Monday 22 September 2014

Terror police 'doing best they can'

Screengrab taken from YouTube of a video showing Islamist fighters, who claim to be British, appearing in a recruitment video for the terrorist group Isis

An anti-terror chief has denied that police are failing to prevent the radicalisation of young Muslims willing to fight overseas.

South Wales Assistant Chief Constable Nikki Holland, who is the head of Wales's counter-terrorism unit, said police could not "keep a hold" of all those willing to join insurgents in Syria and Iraq.

And she claimed they are doing the "best job they can" to stop young men from joining the ranks of around 500 British jihadis who have gone to the Middle East to fight.

It comes after the father of a man from Cardiff who featured in a propaganda video for insurgent group the Islamic State in Iraq and Greater Syria (Isis) reportedly accused police of failing to gain the trust of Welsh Muslims.

Ms Holland told the BBC: "We're talking about a couple of men; people realise the police can't keep a hold of everybody, but the police are doing the best job they can.

"We have a substantial amount of people involved in counter-terrorism for all the Welsh forces - it isn't just for South Wales.

"It's more important in terms of working with the partners... being able to speak to people and prevent radicalisation.

"It's not something the police can do on their own.

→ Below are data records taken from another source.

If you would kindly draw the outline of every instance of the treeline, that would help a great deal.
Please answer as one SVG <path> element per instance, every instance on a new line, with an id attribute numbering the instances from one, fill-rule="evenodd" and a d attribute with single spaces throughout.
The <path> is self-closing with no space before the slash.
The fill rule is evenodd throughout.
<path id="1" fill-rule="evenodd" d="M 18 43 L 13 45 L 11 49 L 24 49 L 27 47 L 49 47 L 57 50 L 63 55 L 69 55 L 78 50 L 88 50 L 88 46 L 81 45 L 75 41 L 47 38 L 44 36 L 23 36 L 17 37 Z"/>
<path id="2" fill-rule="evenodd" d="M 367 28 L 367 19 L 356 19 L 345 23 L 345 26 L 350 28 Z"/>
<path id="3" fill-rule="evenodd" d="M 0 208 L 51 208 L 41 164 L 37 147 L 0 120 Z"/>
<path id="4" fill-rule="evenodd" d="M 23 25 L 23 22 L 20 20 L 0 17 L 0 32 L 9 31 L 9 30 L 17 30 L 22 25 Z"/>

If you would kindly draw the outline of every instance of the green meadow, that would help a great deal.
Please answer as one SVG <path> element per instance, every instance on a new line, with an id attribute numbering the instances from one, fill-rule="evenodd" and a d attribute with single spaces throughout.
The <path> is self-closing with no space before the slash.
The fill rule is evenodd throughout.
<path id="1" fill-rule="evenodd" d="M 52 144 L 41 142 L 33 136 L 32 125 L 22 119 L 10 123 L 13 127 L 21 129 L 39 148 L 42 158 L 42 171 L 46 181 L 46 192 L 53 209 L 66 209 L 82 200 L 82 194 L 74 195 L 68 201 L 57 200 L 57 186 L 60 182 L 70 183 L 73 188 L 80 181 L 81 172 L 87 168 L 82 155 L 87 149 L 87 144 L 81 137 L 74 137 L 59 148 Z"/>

We can only work with our partners and the community to prevent radicalisation."

Ahmed Muthana, whose sons Nasser and Aseel Muthana are thought to be fighting in Syria, reportedly claimed that police had not won the trust of Cardiff's Muslim communities because their Prevent counter-terror team is mainly white.

His oldest son, Nasser, featured in the video by Isis, which called for Muslims in the West to join the insurgency in Syria and Iraq.

A second man from Cardiff, identified as 20-year-old Reyaad Khan, and Abdul Raqib Amin, who grew up in Aberdeen, can also be seen in the footage.

Ms Holland said Cardiff did not have a greater problem than anywhere else in the Uk.

"What we can say nationally is that people are radicalised through various institutions, education establishments on some occasions, through the internet a lot," she said.

"I don't think you can necessarily pin down how this happened in Cardiff."